Colin Campbell Cooper - Background and Education

Background and Education

Colin Campbell Cooper, Jr. was born in Philadelphia, Pennsylvania on March 8, 1856 into a well-to-do family of English-Irish heritage. He had four older and four younger siblings. His mother, Emily Williams Cooper, whose ancestor emigrated to the U.S. from Weymouth, England, was an amateur painter in watercolors. His father, Dr. Colin Campbell Cooper, whose grandfather came from Derry, Ireland, was a surgeon and a lawyer with a great appreciation for the arts. Young Colin had been inspired by the art which he discovered when he attended the Philadelphia Exposition of 1876. Both of his parents were highly supportive of his ambitions, encouraging him to become an artist.
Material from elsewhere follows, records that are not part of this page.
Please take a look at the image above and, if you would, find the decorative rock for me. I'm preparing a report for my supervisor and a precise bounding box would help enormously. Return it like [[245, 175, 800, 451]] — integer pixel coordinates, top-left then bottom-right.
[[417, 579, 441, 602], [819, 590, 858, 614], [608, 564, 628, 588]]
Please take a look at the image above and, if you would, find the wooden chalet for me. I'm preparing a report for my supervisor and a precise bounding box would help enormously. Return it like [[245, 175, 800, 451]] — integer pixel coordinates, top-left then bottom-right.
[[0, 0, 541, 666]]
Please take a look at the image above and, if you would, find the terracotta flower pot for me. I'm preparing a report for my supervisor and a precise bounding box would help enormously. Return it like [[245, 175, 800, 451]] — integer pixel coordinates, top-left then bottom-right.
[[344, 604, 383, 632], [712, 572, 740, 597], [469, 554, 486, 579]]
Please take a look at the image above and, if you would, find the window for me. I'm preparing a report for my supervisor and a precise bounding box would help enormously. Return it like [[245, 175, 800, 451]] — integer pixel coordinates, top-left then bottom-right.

In 1879, Cooper enrolled in the Pennsylvania Academy of the Fine Arts in Philadelphia, studying art under famed controversial realist painter Thomas Eakins for three years. In 1886 he embarked on the first of his many travels to foreign lands, visiting the Netherlands, Belgium, and Brittany. Afterwards, his art education resumed at the Académie Julian in Paris from 1886 to 1890, with Henri Lucien Doucet, William-Adolphe Bouguereau, and Jules Joseph Lefebvre. He also studied at Académie Delécluse and Académie Vitti. His work of this period consisted mostly of landscapes painted in a Barbizon manner. He traveled extensively throughout his life, sketching and painting scenes of Europe, Asia, and the United States in watercolors and oils.